Cursors must be created in the context of an active transaction
(i.e. a with/ensure-transaction
body). A cursor is made
through a call to the make-cursor
method of the BTree you wish
to traverse. You must ensure that the cursor gets closed when
the stack is unwound; it's best to use the convenience macro
with-btree-cursor
instead of make-cursor
.
An existing cursors can also be duplicated within the same transaction
by calling cursor-duplicate
which avoids the overhead of
setting a second cursor to the same location.
Cursors can be in two states: initialized and uninitialized. BTree Cursor API for details.

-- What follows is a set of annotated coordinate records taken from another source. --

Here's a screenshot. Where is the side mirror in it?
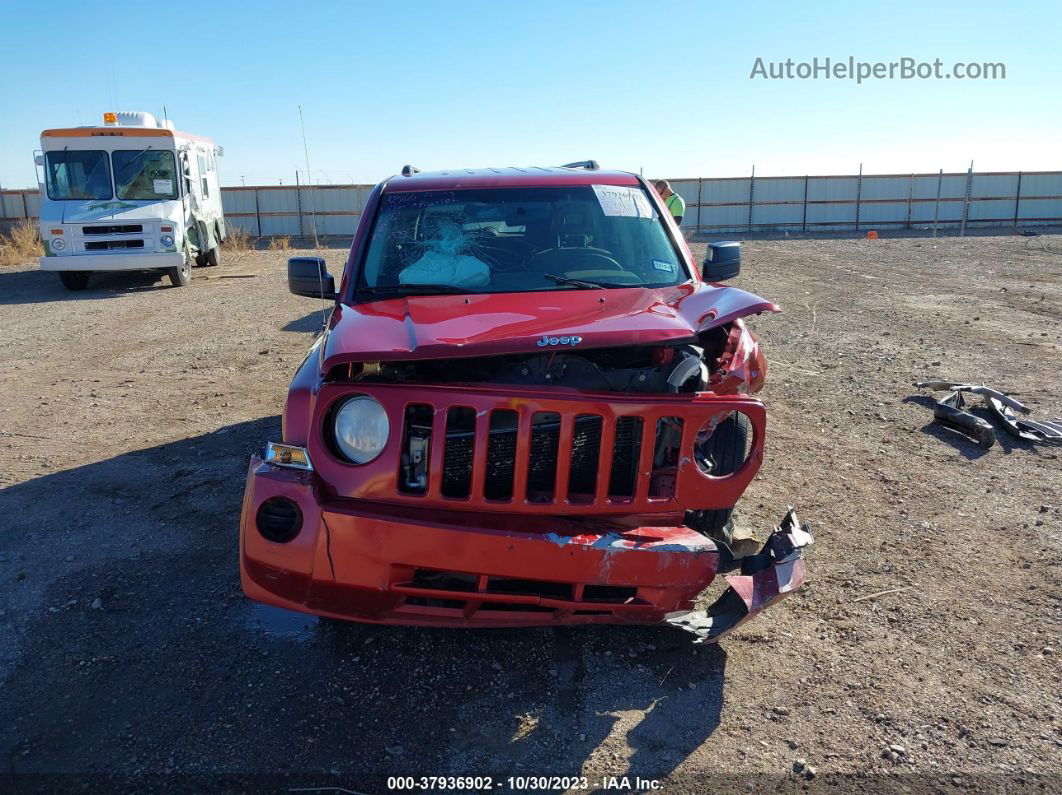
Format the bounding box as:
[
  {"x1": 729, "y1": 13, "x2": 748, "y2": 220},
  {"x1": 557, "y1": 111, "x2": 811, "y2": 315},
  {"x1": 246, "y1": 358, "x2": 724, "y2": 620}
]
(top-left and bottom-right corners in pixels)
[
  {"x1": 288, "y1": 257, "x2": 337, "y2": 300},
  {"x1": 701, "y1": 240, "x2": 741, "y2": 281}
]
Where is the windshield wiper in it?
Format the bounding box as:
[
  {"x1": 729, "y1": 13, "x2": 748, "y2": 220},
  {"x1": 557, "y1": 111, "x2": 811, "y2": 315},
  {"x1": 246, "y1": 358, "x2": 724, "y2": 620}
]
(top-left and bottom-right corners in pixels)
[
  {"x1": 358, "y1": 284, "x2": 479, "y2": 295},
  {"x1": 543, "y1": 273, "x2": 605, "y2": 290}
]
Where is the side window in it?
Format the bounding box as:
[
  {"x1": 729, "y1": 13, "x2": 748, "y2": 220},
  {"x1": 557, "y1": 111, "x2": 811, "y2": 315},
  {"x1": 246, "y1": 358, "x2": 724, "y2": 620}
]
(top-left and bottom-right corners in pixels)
[{"x1": 199, "y1": 155, "x2": 210, "y2": 198}]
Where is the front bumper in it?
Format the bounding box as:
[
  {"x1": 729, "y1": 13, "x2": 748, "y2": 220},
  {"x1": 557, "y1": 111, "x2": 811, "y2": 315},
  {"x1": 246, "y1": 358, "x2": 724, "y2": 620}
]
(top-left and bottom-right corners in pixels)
[
  {"x1": 40, "y1": 252, "x2": 185, "y2": 271},
  {"x1": 240, "y1": 456, "x2": 803, "y2": 641}
]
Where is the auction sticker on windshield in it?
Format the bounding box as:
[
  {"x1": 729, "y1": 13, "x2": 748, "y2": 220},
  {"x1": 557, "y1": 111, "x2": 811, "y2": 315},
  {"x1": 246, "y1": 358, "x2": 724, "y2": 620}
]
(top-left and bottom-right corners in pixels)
[{"x1": 594, "y1": 185, "x2": 653, "y2": 218}]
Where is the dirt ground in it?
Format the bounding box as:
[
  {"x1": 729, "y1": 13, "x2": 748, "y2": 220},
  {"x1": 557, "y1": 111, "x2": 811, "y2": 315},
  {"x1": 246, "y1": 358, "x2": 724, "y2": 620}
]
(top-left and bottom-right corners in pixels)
[{"x1": 0, "y1": 236, "x2": 1062, "y2": 793}]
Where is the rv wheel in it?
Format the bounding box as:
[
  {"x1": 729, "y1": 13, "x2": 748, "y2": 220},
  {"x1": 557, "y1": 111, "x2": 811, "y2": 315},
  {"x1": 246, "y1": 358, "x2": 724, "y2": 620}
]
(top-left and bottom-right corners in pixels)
[
  {"x1": 59, "y1": 271, "x2": 88, "y2": 290},
  {"x1": 166, "y1": 260, "x2": 192, "y2": 287}
]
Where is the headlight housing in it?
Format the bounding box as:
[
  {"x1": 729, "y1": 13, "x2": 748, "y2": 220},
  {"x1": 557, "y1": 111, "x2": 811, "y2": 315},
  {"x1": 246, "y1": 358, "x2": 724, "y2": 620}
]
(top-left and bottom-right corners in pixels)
[{"x1": 333, "y1": 395, "x2": 391, "y2": 464}]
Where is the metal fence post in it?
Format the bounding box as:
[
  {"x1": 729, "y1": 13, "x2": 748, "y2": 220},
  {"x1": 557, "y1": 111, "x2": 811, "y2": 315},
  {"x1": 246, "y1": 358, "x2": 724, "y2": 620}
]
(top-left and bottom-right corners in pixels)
[
  {"x1": 295, "y1": 169, "x2": 305, "y2": 238},
  {"x1": 1014, "y1": 171, "x2": 1022, "y2": 229},
  {"x1": 693, "y1": 176, "x2": 704, "y2": 235},
  {"x1": 856, "y1": 163, "x2": 862, "y2": 231},
  {"x1": 904, "y1": 174, "x2": 914, "y2": 229},
  {"x1": 254, "y1": 188, "x2": 262, "y2": 238},
  {"x1": 932, "y1": 169, "x2": 944, "y2": 238},
  {"x1": 959, "y1": 160, "x2": 974, "y2": 238},
  {"x1": 749, "y1": 163, "x2": 756, "y2": 231},
  {"x1": 800, "y1": 174, "x2": 808, "y2": 231}
]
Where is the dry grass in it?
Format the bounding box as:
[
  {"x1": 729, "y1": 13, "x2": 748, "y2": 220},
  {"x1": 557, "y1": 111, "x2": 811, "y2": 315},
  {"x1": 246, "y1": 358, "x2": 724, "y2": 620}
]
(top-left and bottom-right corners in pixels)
[
  {"x1": 0, "y1": 219, "x2": 44, "y2": 267},
  {"x1": 221, "y1": 226, "x2": 254, "y2": 254}
]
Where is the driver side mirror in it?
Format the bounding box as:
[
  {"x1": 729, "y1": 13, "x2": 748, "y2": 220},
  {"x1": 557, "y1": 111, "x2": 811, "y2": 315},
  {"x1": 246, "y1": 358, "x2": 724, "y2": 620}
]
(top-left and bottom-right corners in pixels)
[
  {"x1": 288, "y1": 257, "x2": 338, "y2": 300},
  {"x1": 701, "y1": 240, "x2": 741, "y2": 281}
]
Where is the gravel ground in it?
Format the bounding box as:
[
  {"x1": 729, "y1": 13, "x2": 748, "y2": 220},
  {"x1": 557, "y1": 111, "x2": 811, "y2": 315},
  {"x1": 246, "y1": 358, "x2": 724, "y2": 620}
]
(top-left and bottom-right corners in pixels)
[{"x1": 0, "y1": 236, "x2": 1062, "y2": 793}]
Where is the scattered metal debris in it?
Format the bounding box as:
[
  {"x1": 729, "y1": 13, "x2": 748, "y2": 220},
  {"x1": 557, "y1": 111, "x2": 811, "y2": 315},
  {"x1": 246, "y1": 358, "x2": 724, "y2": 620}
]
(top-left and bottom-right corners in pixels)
[
  {"x1": 987, "y1": 397, "x2": 1062, "y2": 445},
  {"x1": 914, "y1": 380, "x2": 1062, "y2": 448},
  {"x1": 664, "y1": 505, "x2": 815, "y2": 643},
  {"x1": 932, "y1": 392, "x2": 995, "y2": 449}
]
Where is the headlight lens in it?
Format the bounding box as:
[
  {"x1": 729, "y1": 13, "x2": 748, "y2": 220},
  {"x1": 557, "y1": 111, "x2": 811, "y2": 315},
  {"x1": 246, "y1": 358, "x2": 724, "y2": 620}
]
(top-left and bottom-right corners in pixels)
[{"x1": 336, "y1": 395, "x2": 391, "y2": 464}]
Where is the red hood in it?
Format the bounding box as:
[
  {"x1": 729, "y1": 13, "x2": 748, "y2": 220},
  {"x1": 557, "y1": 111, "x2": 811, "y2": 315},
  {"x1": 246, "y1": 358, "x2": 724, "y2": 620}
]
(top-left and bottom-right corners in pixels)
[{"x1": 322, "y1": 284, "x2": 780, "y2": 373}]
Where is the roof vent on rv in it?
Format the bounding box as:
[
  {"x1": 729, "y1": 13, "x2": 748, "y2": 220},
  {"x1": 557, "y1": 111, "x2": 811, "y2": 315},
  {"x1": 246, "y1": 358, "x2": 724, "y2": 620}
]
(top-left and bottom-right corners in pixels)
[{"x1": 118, "y1": 110, "x2": 161, "y2": 127}]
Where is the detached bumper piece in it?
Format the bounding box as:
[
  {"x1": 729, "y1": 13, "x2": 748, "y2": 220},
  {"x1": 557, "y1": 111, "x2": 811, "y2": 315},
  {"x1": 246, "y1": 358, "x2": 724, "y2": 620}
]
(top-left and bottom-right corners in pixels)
[
  {"x1": 665, "y1": 506, "x2": 815, "y2": 643},
  {"x1": 914, "y1": 381, "x2": 1062, "y2": 448}
]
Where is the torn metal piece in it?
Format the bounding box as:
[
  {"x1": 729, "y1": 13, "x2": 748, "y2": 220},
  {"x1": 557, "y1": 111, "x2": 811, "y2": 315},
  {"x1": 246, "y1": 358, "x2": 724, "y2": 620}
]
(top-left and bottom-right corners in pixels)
[
  {"x1": 914, "y1": 380, "x2": 1030, "y2": 414},
  {"x1": 988, "y1": 398, "x2": 1062, "y2": 445},
  {"x1": 932, "y1": 392, "x2": 995, "y2": 449},
  {"x1": 664, "y1": 506, "x2": 815, "y2": 643}
]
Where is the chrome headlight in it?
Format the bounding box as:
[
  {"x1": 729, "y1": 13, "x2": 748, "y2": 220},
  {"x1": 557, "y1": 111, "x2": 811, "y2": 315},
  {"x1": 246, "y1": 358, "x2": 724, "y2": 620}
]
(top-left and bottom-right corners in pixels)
[{"x1": 336, "y1": 395, "x2": 391, "y2": 464}]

To initialize a cursor, you have to use one of the initializing functions to select a key-value pair in the btree.
cursor-first
and cursor-last
: initialize the
cursor to the first and last element of the btree, respectively.
cursor-set
and cursor-set-range
: Sets the cursor
to the first key-pair values according to the specified key. If the
set fails, the cursor will remain uninitialized. The ranged set will
set it to the first key-value pair where the key is equal to or
greater than the key argument.
A valid cursor will return multiple values: (exists? key
value)
. The first argument tells whether or not the cursor is
initialized and pointing at a proper value. The second two arguments
are self-explanatory.
cursor-current
returns the current state of the cursor, nil if
it is uninitialized.
Once a cursor is properly initialized, it can be incremented or decremented, a simple constant-time operation on BTrees.
cursor-next
and cursor-prev
move the cursor a single step
forward or back across the sorted key-value pairs. cursor-next
moves in ascending order, cursor-prev
in descending order.
Finally cursors can be used for side effects on the current key-value
pair. The function cursor-put
replaces the value (but does not
increment the current value) and cursor-delete
deletes the
key-value pair and become uninitialized. It is a valid operation to
use the (setf get-value)
method while the cursor is active to
change the value at the current cursor.
If cursors take place within a transaction, what happens when traversing a very large BTree? This depends on the data store policy regarding whether a cursor read locks its entire btree (or the subset that is being iterated over) or allows changes to any pairs its transaction has not changed. See your data store documentation for details.